The past decade as my own pilot, I’ve been used to turbulence in some way or another, attempting new paths out of stormy skies, or at least how to manage them in broad and very specific ways. The prior decades had their struggles, no doubt, but as with most of life’s experiences, I feel one builds on top of the other to create the ones with deep impact. The ones that will change your course, possibly alienate you from friends and family, or loved ones that you thought you once knew. It can also be a battle within to figure out who you are compared to who you once were.
A few years ago, my friends celebrated my birthday with me, I believe it was my 33rd, but instead of placing 33 candles on a cake or just the numbers themselves, they deemed it my 8th birthday. In a way it was true, I had started to really question my lifelong religion in my early 20’s, shortly before having my daughter, but had brushed away doubts until they could be ignored no longer.
The combination of life experience, truly being on my own, starting to see the world as an adult, and asking the tough questions in relation to myself and others could not be answered anymore in the way they once were. My brain was continuing to change and grow and it would continue to as I studied, not only what professors and theory could teach me, but also what I feel was inside of me all along.
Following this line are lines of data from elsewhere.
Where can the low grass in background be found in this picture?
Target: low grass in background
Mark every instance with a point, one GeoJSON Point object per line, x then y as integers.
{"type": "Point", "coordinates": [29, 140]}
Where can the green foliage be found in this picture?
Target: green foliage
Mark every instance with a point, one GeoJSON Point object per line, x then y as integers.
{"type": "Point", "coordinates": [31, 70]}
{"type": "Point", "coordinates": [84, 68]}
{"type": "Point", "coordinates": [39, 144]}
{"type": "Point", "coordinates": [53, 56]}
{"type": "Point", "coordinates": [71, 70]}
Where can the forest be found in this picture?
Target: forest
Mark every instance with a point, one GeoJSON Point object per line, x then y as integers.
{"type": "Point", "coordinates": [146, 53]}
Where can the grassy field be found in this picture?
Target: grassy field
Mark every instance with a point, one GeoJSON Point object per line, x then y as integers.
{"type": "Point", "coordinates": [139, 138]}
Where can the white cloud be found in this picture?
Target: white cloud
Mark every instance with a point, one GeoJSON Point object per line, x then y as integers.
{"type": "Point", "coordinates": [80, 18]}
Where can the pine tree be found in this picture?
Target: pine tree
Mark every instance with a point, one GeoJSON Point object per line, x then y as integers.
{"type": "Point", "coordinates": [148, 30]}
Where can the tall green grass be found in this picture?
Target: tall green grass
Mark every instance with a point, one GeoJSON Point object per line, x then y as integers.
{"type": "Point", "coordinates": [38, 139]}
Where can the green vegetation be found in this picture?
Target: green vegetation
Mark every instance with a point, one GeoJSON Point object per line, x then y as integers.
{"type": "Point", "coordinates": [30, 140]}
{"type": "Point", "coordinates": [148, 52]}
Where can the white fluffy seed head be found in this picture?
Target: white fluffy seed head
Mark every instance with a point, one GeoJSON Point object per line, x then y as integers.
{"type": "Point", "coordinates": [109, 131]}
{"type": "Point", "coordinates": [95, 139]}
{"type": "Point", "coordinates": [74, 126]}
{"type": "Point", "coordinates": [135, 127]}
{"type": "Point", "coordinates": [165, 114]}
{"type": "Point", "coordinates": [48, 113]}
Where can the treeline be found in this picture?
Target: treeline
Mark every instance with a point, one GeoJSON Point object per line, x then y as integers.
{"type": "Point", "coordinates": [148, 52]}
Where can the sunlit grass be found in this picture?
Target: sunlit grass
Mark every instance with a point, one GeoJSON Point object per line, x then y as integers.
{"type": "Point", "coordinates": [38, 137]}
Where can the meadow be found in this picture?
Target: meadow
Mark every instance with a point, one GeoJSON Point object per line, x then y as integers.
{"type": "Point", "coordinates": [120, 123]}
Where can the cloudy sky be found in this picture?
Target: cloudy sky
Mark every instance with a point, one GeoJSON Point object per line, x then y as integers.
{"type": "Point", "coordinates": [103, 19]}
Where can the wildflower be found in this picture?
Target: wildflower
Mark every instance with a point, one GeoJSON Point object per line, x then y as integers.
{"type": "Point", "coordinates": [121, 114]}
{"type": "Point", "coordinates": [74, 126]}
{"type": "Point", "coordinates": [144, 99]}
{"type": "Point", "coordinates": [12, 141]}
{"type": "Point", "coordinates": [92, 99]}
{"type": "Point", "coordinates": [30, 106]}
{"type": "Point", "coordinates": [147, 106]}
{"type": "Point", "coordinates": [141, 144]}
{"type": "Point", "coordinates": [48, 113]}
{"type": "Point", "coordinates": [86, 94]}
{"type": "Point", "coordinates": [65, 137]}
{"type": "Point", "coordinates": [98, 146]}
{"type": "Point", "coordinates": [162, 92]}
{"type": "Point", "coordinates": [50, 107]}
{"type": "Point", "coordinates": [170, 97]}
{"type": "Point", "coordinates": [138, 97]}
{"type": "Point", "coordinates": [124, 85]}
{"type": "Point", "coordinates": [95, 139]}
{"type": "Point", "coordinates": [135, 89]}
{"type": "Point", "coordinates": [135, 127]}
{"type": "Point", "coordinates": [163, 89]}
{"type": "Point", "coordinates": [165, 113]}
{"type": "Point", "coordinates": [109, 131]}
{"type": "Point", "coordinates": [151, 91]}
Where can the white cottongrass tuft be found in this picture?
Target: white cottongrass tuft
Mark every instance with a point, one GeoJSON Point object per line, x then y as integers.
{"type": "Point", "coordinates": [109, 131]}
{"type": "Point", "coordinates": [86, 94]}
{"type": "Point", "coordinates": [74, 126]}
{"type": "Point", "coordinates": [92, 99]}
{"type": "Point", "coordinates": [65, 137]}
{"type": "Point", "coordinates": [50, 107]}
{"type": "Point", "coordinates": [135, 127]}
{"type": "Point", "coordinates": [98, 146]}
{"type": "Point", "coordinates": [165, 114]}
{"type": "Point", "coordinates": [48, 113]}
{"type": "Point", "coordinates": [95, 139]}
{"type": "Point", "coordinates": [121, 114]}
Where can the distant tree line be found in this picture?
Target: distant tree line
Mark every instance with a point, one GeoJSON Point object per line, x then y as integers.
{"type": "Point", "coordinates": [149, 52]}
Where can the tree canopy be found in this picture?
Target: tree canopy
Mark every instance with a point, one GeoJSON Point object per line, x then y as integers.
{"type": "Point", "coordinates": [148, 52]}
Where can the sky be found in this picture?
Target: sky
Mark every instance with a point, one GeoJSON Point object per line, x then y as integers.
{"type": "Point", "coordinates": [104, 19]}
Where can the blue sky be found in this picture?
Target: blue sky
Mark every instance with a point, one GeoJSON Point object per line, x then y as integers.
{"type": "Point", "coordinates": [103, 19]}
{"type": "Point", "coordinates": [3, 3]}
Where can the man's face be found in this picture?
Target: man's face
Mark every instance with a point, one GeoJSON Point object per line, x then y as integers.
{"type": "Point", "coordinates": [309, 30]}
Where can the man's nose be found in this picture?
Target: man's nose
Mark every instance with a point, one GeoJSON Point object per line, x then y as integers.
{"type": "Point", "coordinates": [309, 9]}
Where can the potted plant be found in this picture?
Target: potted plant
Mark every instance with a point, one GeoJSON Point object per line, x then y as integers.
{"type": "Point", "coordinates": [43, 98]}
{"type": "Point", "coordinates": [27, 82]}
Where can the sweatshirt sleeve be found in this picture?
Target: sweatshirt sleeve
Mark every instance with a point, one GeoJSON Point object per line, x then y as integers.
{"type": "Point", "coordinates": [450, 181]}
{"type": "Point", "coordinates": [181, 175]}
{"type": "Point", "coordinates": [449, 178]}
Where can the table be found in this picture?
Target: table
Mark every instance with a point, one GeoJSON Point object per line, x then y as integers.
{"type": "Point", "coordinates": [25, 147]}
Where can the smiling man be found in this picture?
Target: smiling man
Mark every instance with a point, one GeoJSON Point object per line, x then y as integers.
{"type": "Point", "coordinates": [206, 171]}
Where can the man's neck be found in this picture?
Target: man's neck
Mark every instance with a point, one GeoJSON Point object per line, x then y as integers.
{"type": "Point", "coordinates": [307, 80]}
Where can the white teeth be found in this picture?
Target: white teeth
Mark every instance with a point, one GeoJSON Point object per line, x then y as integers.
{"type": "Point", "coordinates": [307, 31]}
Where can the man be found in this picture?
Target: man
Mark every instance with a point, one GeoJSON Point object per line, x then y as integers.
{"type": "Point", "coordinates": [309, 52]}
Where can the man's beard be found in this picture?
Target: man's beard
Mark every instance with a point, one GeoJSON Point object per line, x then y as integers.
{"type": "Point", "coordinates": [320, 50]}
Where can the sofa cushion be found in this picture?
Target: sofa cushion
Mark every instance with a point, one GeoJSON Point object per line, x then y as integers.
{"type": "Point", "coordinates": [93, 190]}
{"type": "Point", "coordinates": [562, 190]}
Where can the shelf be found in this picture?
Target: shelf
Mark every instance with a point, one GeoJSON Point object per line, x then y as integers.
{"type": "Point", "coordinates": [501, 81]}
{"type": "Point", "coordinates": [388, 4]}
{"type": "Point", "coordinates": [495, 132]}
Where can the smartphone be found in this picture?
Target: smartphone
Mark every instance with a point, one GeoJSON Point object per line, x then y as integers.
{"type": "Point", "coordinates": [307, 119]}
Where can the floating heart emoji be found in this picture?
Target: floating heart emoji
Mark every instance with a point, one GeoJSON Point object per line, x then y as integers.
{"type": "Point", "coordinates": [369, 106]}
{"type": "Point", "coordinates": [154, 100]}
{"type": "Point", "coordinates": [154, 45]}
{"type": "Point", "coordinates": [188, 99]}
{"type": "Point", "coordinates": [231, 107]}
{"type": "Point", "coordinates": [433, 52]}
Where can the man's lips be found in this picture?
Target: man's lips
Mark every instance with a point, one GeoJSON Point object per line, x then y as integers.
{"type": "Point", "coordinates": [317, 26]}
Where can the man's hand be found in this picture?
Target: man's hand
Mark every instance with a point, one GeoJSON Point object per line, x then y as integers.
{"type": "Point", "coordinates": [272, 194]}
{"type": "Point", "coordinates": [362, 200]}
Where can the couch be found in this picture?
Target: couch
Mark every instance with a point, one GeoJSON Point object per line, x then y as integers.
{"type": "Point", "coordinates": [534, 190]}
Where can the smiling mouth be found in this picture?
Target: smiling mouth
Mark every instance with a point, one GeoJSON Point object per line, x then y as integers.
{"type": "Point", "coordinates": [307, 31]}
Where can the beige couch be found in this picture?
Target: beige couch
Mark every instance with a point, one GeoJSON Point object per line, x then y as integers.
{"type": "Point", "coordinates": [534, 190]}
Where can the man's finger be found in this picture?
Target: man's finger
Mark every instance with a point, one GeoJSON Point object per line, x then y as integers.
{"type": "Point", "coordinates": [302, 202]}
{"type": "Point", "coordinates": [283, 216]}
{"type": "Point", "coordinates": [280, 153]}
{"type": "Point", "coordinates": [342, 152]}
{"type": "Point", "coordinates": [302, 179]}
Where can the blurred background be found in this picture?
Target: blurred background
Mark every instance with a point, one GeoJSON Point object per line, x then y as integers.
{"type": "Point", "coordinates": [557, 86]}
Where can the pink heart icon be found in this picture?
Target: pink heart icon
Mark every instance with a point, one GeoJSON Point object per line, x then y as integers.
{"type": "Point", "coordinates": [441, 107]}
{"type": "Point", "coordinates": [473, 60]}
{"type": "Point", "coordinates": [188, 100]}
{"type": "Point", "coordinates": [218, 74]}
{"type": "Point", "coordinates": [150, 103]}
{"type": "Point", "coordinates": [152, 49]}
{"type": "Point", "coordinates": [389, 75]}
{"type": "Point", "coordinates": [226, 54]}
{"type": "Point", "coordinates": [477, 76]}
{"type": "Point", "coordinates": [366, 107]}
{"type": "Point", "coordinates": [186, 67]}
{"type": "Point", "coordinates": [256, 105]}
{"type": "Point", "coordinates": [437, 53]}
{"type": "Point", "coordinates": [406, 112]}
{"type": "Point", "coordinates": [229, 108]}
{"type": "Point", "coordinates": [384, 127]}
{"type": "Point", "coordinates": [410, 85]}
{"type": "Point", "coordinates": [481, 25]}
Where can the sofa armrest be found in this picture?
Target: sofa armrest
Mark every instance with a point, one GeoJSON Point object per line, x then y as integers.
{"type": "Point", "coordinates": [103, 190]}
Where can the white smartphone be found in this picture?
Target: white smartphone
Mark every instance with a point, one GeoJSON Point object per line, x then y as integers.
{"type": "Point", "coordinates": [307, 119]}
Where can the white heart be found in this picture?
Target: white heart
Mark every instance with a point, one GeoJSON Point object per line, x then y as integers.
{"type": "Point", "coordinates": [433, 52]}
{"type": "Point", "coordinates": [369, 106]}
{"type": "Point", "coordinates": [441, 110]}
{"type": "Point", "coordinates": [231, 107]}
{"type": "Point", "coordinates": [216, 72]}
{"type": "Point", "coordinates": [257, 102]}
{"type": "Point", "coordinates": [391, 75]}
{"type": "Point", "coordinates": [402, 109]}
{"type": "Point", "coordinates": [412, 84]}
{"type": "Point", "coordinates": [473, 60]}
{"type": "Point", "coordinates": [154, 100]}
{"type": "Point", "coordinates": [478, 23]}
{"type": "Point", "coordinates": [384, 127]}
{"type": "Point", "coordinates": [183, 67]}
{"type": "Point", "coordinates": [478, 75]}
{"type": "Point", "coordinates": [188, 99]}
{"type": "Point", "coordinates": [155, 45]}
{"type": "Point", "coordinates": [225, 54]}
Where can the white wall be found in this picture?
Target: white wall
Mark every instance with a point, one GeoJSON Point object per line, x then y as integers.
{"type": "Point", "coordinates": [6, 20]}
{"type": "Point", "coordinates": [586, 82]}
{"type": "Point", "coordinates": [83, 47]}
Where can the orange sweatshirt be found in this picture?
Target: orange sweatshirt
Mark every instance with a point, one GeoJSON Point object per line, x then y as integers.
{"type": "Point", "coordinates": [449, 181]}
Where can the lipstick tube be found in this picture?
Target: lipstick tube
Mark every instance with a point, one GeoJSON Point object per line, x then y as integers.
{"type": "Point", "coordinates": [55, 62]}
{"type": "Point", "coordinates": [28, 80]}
If religion suits you and you’re happy and it gives you what you need, helps you feel like a better person and at minimum, helps you feel motivated to be a better human, I think that’s amazing.
Personally, my principles don’t have a pastor, prophet, bishop, or any other person to look to for guidance. I suppose it can feel lonely in a way, I must look inside myself and that isn’t always very pleasant. I don’t have a community anymore, so I must build one slowly, my little family is my community at this point, and my small circle of friends.
It doesn’t change that despite what I feel I lost, and there are stories upon stories of what that entails, what was gained was awareness, freedom of thought, freedom from misplaced guilt, the ability to fully experience a relationship with my father and heal old wounds from the rifts that were built there, the incredible witnessing of a metamorphosis in my immediate family that we all emerged from stronger, wiser.
The freedom to be myself and continually explore who that is, even as I fall flat on my face sometimes in the process.
Most of all, in this second life, a gift supplemented by the first, I’ve learned to see humanity, not just this life as a step to the next, I don’t know for sure if there will be one, but I do know that I’m free to love unrestricted, as much as it can hurt in this sometimes cruel world.